For classification tasks where style matters as much as substance — spam detection, bot identification, authorship attribution — lexical features punch well above their weight.

The deeper insight: These features are model-agnostic and near-zero cost to compute. In any production system, they’re always worth including as a baseline signal. The question isn’t whether to use them, but whether they’re sufficient alone.

They’re not. But they’re a foundation.

2. Bag of Words: Discarding Order, Keeping Presence

Bag of Words (BoW) makes a deliberate sacrifice: it throws away word order entirely, keeping only the frequency of each word across a fixed vocabulary.

Your sentence becomes a vector. The vocabulary defines the dimensions. Each dimension tells you how many times that word appears.

Vocabulary: ["machine", "learning", "is", "fun", "hard"]
Sentence: "machine learning is fun"
Vector: [1, 1, 1, 1, 0]

Why would you give up word order? Because for many tasks, order doesn’t matter much. A document about “machine learning” contains those words at high frequency regardless of how they’re arranged.

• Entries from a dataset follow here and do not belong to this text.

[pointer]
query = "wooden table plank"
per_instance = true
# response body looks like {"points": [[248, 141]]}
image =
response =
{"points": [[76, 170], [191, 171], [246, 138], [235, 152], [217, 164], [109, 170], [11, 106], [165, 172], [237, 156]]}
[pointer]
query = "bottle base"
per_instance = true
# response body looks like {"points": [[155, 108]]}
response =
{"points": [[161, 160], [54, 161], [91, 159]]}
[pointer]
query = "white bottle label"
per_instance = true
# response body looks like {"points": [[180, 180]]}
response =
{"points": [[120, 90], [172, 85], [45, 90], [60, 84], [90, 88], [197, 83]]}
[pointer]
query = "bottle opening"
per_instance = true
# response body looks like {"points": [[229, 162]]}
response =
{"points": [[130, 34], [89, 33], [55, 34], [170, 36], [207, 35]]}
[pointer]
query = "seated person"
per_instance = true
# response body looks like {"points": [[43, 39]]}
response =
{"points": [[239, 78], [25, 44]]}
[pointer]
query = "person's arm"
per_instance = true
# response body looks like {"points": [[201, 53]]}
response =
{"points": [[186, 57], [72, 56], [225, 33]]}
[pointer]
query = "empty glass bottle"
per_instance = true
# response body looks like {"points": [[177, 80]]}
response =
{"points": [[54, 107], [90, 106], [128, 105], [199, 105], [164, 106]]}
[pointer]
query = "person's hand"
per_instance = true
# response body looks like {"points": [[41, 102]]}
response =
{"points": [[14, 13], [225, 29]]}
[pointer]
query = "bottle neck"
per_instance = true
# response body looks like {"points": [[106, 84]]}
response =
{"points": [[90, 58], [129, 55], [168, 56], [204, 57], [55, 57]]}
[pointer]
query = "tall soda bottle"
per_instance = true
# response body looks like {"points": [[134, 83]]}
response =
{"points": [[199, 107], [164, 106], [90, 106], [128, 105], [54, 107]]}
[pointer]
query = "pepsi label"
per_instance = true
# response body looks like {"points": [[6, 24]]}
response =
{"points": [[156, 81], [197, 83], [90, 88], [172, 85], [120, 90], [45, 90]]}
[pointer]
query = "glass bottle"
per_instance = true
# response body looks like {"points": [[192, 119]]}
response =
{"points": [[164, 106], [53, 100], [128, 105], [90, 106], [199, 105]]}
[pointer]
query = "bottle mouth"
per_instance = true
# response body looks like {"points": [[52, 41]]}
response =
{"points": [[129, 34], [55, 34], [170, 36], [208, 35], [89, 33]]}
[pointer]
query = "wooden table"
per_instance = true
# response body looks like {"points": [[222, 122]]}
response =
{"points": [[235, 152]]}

Sentiment, topic, and category classification are often robust to order removal.

The real limitation of BoW isn’t the missing order — it’s the sparsity.

If your vocabulary has 50,000 words (modest by real-world standards), every document becomes a 50,000-dimensional vector where the vast majority of values are zero. This is computationally expensive to store and propagate, and statistically thin — most of that space is empty signal.

BoW also treats “not good” and “good” as nearly identical. The negation is lost. The sarcasm is lost. The semantic relationship between words is completely absent.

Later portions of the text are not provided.